Ne yazık ki vefatının üzerinden daha yirmi beş sene geçmeden, kabilevî ve siyasi çekişmeler bu kardeşliği dinamitlemiş; içine düşülen toplumsal kargaşa, ilk dört halifeden üçünün şehit edilmesine yol açmıştır. Bu fitne ortamında ortaya çıkan siyasal ve itikadi oluşumlar, olumsuz etkilerini günümüze kadar sürdüren ayrışmalara yol açmıştır. Yukarıda zikrettiğimiz hadiste ifade edildiği gibi, İslam ümmeti organik bir bütünlüğe sahip olmak zorundadır. İnançları ve idealleri aynı olan insanların, bölük pörçük olmaları, bazen birbirlerine karşı düşmanca tutum sergilemeleri mazur görülebilecek bir şey değildir. Bazı İslam ülkelerinde kısmen görülen Şiî-Sünnî çatışmaları bu ayrışmanın ne büyük tehlikelere yol açabileceğinin acı örnekleridir.

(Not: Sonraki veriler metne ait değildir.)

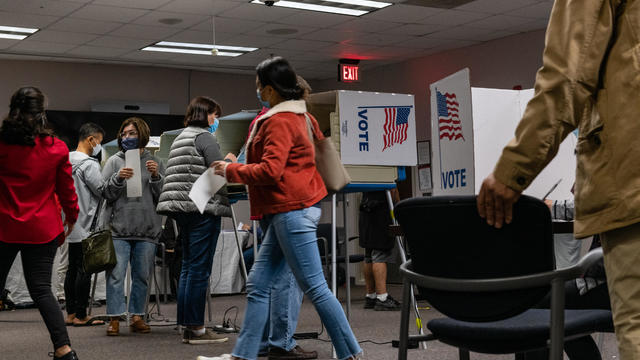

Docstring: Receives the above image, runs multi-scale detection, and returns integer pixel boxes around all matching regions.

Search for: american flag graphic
[437,91,464,141]
[382,106,411,151]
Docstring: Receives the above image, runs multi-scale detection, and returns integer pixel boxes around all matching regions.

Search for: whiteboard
[471,88,577,200]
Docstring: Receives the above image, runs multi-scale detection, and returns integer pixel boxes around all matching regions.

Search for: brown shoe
[107,320,120,336]
[129,319,151,334]
[268,345,318,360]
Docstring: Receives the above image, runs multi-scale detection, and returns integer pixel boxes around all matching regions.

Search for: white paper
[189,168,227,214]
[124,149,142,197]
[418,166,433,191]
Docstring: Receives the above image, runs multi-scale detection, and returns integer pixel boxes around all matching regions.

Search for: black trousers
[0,238,71,350]
[64,243,91,319]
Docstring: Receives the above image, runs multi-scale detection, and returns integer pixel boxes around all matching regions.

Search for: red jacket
[0,136,79,244]
[225,100,327,216]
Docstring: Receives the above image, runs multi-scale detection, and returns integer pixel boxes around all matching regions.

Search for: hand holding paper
[189,168,227,214]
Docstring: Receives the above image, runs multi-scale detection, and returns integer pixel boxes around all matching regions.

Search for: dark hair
[256,56,304,100]
[118,117,151,150]
[184,96,222,128]
[78,123,105,141]
[0,86,53,146]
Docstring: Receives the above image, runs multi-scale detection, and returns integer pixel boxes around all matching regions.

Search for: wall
[0,60,258,117]
[311,30,544,141]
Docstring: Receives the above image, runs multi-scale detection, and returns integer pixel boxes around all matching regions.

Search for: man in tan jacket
[478,0,640,360]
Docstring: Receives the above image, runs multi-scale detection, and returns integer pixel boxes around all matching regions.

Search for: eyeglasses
[120,130,138,139]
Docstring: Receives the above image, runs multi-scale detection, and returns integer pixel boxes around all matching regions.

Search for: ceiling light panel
[251,0,393,16]
[142,41,258,57]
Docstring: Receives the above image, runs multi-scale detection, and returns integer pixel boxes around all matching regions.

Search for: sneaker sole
[189,338,229,345]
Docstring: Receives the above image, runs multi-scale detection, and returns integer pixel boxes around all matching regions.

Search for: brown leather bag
[304,113,351,194]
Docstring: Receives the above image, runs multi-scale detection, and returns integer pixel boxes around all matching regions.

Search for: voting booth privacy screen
[430,69,577,200]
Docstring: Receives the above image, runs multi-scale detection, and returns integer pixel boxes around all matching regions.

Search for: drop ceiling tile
[420,10,491,26]
[191,16,267,34]
[465,15,531,30]
[109,24,180,41]
[163,30,235,45]
[332,17,403,32]
[135,11,211,29]
[159,0,242,15]
[87,35,152,50]
[362,4,442,24]
[247,24,318,40]
[93,0,171,10]
[226,35,288,48]
[11,39,77,54]
[29,29,98,45]
[0,0,82,16]
[381,24,446,36]
[271,39,335,52]
[276,11,353,28]
[220,2,302,22]
[456,0,540,14]
[48,17,122,34]
[69,5,149,23]
[0,11,60,29]
[506,0,553,20]
[67,45,130,58]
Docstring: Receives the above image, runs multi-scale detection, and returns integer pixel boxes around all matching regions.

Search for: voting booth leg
[87,273,98,316]
[342,193,351,323]
[385,190,427,350]
[230,205,249,289]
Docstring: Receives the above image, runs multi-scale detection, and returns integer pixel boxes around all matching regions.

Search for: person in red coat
[0,87,79,360]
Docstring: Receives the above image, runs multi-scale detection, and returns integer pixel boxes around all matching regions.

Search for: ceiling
[0,0,553,79]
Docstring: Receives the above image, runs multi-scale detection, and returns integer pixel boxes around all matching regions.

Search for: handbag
[82,199,118,274]
[304,113,351,194]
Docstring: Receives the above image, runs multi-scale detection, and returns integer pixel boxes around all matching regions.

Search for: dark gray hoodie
[101,150,164,242]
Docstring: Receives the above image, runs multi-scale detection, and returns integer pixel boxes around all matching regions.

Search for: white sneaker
[196,354,233,360]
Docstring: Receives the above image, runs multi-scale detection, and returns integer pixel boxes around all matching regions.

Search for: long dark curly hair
[0,86,53,146]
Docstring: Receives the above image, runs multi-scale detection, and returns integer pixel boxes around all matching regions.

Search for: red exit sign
[338,64,360,82]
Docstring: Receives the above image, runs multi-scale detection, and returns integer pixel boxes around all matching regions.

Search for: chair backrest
[394,196,555,322]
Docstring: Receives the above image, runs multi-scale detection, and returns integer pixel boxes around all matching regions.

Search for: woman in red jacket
[0,87,78,360]
[199,57,362,360]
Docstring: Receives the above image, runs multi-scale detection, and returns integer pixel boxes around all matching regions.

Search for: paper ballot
[189,168,227,214]
[124,149,142,197]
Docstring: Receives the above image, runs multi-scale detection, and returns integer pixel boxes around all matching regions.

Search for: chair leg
[398,278,411,360]
[458,348,471,360]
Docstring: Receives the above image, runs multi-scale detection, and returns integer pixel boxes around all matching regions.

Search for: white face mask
[89,139,102,156]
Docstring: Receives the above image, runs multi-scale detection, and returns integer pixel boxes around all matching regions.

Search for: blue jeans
[232,207,362,360]
[175,214,221,326]
[107,239,156,316]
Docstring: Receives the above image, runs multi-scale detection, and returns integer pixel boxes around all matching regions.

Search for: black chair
[395,196,613,360]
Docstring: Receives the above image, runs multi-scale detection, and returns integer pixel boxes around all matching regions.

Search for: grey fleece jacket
[102,150,164,242]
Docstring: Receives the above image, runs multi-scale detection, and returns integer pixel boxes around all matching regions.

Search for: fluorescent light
[155,41,258,52]
[0,33,27,40]
[322,0,393,9]
[0,26,39,34]
[251,0,369,16]
[142,46,243,57]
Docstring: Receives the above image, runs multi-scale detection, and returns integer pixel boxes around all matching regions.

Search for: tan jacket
[494,0,640,238]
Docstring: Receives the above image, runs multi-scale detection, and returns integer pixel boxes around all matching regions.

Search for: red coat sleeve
[226,117,293,185]
[56,142,80,224]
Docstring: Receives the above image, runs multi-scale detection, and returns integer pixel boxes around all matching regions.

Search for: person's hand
[145,160,158,178]
[478,173,520,229]
[211,161,229,176]
[118,168,133,180]
[64,220,76,237]
[224,153,238,162]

Gerçekleştirilebildiği takdirde İslam kardeşliği sadece Müslümanların değil, bütün insanlığın barış içinde birlikte yaşayabilmesinin de bir sigortasıdır. Çünkü İslam, müminlerin kardeşliğine vurgu yapmakla beraber, mü'minler dışında kalan farklı unsurları da tolere eden bir dindir. Pek çok etnik ve dinî unsuru altı yüz yıl kendi çatısı altında barış içinde barındıran Osmanlı Devleti bunun parlak bir örneğidir. Birçok tahrik ve kışkırtmaya rağmen İslam toplumlarındaki farklı etnik yapıların büyük bir çatışma içine çekilememesi; İslam dininin etnik ve sosyal ayrımlar yerine, dinî ve insani değer ve erdemlere öncelik vermesiyle açıklanabilir. Örneğin ülkemizde çeşitli etnik unsurları bulunmasına ve bazılarının çatışma ve ayrışma yönünde sürekli tahrik edilip desteklenmesine rağmen, Müslüman halkımız, inançlarından aldıkları bilinç ve ferasetle toplumsal bir çatışmaya taraf olmamışlardır.

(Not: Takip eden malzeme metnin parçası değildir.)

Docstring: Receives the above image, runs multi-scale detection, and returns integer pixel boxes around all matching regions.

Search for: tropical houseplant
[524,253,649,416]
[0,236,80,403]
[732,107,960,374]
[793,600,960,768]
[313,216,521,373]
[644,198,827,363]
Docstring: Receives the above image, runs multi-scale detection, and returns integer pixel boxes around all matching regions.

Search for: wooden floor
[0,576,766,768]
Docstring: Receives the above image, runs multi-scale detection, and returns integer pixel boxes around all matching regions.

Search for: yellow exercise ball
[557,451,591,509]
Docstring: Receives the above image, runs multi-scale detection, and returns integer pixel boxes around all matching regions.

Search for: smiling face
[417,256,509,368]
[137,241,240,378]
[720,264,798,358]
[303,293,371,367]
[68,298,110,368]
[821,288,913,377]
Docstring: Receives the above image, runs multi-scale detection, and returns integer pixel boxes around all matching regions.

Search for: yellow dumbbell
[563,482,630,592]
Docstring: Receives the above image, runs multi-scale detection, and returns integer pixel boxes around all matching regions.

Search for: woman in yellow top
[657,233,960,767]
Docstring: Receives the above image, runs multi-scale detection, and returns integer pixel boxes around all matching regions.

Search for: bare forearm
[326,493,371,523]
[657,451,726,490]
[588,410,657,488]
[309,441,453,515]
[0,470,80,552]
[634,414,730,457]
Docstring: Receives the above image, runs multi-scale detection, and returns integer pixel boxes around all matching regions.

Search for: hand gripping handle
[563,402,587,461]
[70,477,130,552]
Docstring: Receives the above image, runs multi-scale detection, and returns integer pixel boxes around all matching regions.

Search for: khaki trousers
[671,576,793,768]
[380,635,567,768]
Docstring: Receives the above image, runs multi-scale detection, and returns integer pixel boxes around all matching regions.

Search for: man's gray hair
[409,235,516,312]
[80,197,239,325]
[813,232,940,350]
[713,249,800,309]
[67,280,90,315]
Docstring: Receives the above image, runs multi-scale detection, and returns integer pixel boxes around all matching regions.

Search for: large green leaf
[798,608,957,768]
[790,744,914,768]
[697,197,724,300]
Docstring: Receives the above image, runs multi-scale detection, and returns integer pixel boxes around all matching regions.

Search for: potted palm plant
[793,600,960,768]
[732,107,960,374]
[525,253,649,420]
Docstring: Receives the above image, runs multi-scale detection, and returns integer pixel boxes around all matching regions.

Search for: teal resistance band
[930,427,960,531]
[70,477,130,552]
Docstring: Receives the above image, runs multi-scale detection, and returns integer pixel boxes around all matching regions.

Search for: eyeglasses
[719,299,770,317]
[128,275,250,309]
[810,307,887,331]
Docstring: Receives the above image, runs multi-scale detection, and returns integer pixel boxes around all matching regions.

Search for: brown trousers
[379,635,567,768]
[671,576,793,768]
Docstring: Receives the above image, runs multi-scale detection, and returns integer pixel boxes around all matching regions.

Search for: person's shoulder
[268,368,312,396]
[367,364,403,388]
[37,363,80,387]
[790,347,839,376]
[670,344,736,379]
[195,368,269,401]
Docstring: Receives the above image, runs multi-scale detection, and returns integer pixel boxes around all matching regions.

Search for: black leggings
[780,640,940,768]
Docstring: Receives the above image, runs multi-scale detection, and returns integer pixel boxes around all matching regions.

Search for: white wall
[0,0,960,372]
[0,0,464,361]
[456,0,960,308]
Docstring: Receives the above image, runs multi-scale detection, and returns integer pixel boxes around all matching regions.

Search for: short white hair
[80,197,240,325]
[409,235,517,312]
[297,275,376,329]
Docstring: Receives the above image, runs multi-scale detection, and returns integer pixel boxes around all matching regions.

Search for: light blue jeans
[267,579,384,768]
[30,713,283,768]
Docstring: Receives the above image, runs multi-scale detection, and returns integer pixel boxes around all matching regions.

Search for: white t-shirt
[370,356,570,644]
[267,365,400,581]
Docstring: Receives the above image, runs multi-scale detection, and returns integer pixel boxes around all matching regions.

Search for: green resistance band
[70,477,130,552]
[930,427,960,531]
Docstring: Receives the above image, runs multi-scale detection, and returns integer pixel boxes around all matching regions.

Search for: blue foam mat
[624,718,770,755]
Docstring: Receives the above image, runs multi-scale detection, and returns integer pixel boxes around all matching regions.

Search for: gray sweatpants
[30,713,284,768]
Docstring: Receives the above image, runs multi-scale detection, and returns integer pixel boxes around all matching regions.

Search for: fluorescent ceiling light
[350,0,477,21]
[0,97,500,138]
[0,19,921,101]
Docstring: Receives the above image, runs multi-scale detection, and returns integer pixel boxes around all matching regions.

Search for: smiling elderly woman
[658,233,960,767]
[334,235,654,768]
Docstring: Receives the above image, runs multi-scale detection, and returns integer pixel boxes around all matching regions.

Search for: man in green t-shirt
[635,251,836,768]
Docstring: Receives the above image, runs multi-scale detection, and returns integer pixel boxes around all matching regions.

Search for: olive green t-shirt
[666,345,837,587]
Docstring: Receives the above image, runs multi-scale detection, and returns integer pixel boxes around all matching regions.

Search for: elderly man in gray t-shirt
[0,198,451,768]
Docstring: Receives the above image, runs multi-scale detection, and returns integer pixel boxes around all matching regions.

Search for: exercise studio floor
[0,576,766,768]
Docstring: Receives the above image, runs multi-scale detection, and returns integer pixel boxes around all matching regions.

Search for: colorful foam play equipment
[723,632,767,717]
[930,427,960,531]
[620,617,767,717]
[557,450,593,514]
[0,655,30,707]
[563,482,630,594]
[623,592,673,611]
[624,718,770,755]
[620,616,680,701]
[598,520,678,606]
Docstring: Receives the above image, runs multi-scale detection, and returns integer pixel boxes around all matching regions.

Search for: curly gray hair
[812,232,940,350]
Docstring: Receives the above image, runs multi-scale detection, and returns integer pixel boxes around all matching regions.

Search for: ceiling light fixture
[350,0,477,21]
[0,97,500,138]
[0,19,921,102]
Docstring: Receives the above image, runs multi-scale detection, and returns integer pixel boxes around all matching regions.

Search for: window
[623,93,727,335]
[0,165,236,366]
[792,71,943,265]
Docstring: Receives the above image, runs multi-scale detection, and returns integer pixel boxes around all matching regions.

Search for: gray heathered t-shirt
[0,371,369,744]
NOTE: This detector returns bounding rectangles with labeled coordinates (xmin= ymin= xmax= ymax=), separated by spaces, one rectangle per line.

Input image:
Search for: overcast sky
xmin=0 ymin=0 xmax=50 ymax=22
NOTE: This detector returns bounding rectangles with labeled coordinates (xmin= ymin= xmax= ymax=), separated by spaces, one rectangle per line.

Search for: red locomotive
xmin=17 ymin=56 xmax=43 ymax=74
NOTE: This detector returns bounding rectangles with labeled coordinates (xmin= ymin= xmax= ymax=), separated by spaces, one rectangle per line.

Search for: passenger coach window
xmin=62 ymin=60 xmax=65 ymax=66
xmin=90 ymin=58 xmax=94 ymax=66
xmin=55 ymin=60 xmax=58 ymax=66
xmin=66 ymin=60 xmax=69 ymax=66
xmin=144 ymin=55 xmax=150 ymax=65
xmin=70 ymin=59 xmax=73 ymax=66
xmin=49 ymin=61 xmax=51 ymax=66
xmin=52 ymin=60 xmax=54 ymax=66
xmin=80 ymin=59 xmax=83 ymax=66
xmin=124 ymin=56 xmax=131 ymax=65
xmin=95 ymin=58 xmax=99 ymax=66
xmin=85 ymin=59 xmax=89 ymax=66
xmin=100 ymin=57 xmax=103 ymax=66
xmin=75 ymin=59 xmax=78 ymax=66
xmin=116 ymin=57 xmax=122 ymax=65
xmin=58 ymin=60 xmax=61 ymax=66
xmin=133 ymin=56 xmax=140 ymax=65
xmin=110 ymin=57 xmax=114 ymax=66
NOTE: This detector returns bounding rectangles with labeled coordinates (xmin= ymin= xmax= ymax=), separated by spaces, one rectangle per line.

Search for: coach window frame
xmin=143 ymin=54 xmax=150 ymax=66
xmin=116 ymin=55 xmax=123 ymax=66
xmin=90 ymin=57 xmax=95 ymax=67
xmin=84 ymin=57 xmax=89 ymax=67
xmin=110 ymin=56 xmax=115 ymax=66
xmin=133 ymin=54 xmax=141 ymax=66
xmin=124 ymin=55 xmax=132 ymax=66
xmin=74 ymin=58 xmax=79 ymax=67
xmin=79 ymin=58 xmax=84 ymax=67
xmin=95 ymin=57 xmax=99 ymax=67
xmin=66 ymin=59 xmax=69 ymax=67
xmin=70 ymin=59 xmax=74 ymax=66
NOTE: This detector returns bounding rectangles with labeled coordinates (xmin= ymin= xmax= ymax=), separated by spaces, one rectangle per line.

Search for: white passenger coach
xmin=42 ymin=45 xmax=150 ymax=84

Yorumunu yaptığımız hadis, ülkemiz Müslümanları açısından başka bir gerçeğe daha işaret etmektedir. O da anlayış, yöntem ve meşrep farklılıklarının doğurduğu mikro oluşumların hadiste tarif edilen bütünlüğe zarar vermesidir. Aslında bu tür farklılıklar gayet doğaldır. İnsanların tek tip düşünüp aynı yöntem ve anlayışları benimsemeleri beklenemez. Ancak, bunların üstünde olması gereken ve her Müslümanı bağlayan değer yargılarının, herkesin içinde yer aldığı oluşuma göre işlerlik kazanması, İslam kardeşliği bakımından ciddi bir problem oluşturmaktadır.

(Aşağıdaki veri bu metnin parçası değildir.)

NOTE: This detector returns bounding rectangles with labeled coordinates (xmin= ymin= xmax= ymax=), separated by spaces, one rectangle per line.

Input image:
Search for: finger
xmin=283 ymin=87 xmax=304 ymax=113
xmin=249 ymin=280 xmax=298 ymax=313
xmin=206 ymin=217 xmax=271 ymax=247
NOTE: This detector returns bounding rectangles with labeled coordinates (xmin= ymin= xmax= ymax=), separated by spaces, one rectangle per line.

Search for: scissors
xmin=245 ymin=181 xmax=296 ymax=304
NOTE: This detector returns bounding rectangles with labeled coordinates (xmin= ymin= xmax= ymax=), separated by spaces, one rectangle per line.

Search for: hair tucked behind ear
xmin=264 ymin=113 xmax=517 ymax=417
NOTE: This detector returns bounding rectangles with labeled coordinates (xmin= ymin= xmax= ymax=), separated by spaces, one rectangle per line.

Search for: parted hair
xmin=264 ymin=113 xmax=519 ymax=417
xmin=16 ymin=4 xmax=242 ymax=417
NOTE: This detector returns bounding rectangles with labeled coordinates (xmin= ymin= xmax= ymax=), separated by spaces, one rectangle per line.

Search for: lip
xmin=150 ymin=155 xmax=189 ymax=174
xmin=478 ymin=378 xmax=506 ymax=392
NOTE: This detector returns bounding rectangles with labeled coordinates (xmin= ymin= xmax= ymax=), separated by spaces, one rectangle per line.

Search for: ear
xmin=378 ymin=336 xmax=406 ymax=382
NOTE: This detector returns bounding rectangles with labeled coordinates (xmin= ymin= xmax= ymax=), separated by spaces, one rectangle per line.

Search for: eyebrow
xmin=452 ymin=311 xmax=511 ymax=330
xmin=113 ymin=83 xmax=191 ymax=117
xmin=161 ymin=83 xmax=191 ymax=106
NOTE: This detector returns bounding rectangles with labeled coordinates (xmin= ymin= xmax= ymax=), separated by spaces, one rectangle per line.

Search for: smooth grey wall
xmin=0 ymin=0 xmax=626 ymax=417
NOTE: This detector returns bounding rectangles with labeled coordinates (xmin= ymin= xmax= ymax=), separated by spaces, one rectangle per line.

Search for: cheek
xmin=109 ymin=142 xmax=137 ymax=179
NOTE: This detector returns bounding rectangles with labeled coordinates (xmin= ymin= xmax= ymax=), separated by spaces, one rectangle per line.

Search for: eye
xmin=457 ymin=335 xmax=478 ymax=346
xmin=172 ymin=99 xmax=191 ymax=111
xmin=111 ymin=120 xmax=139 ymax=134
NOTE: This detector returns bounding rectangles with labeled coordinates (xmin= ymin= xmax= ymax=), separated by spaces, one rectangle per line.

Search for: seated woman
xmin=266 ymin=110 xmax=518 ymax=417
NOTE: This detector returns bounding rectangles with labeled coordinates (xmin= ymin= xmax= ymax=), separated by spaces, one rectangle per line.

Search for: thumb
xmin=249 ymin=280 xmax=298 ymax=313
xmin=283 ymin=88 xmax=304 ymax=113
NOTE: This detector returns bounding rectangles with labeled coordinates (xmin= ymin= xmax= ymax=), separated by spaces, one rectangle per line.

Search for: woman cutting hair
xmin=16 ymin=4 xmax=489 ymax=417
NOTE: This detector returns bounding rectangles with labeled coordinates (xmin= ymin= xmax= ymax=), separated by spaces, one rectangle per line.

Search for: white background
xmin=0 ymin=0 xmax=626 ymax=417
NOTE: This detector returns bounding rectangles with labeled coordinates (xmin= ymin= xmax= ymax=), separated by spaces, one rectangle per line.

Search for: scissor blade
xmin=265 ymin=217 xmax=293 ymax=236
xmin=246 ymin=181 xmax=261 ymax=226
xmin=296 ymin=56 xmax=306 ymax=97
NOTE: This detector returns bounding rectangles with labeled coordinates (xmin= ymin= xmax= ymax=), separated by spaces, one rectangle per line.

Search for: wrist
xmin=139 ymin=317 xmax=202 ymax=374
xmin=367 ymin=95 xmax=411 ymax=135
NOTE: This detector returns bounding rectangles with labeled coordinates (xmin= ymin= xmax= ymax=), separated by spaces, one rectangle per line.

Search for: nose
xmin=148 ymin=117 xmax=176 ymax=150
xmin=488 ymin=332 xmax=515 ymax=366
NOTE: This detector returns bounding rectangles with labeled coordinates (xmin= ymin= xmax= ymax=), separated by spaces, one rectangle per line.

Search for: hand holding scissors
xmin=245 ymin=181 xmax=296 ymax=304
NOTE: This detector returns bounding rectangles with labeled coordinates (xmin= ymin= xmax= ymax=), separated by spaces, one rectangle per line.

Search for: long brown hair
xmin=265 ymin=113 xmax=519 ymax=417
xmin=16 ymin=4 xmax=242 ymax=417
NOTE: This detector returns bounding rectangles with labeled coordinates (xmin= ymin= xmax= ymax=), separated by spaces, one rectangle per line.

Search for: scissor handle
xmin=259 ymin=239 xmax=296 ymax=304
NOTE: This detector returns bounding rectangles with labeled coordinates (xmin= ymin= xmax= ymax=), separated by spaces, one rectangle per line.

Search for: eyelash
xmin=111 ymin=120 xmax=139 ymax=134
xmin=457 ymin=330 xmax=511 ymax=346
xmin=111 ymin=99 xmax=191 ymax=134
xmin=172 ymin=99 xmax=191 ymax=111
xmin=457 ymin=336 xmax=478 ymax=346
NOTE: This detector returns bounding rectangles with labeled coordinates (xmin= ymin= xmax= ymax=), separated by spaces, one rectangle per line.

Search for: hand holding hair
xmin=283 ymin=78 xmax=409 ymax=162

Örneğin, falanca cemaat, grup ya da tarikat mensupları için kardeşlik hukuku sanki kendi mensuplarıyla sınırlıdır. Kendi oluşumları dışında kalan Müslümanların sorunları onlar için öncelikli değildir. Yardım yapılacaksa önce “ihvan’’lardan bulunmalıdır. Başka bir Müslümanın talebi varsa, önce mensubiyeti araştırılıp ona göre karar verilmelidir. Diğer müminlerle ilişkiler, grup büyüklerinden alınan talimata göre yürütülmelidir. Böylece karşımıza, kendi irade ve sorumluluğuna sahip bir birey yerine, kendisi adına başkalarının karar verdiği, toplum psikolojisiyle hareket eden bir kişilik çıkmaktadır. Dayanışma grup içinde olduğundan gelişme, büyüme ve bundan yararlanma genellikle o grup mensupları için geçerlidir. Bu oluşumların yaygınlık kazanıp revaç bulması, dışarıda kalıp müstakil bir birey olarak Müslümanlığını sürdürmek isteyenleri zor durumda bırakmakta, bazen çeşitli maslahatlar için bu gruplara katılmaya zorlamaktadır. Üstelik bu oluşumlarda yer almayanların bazen suçlandığı görülmekte, dinî yönden veya hizmet açısından buralarda yer almanın gerekli olduğu propagandası da yapılmaktadır.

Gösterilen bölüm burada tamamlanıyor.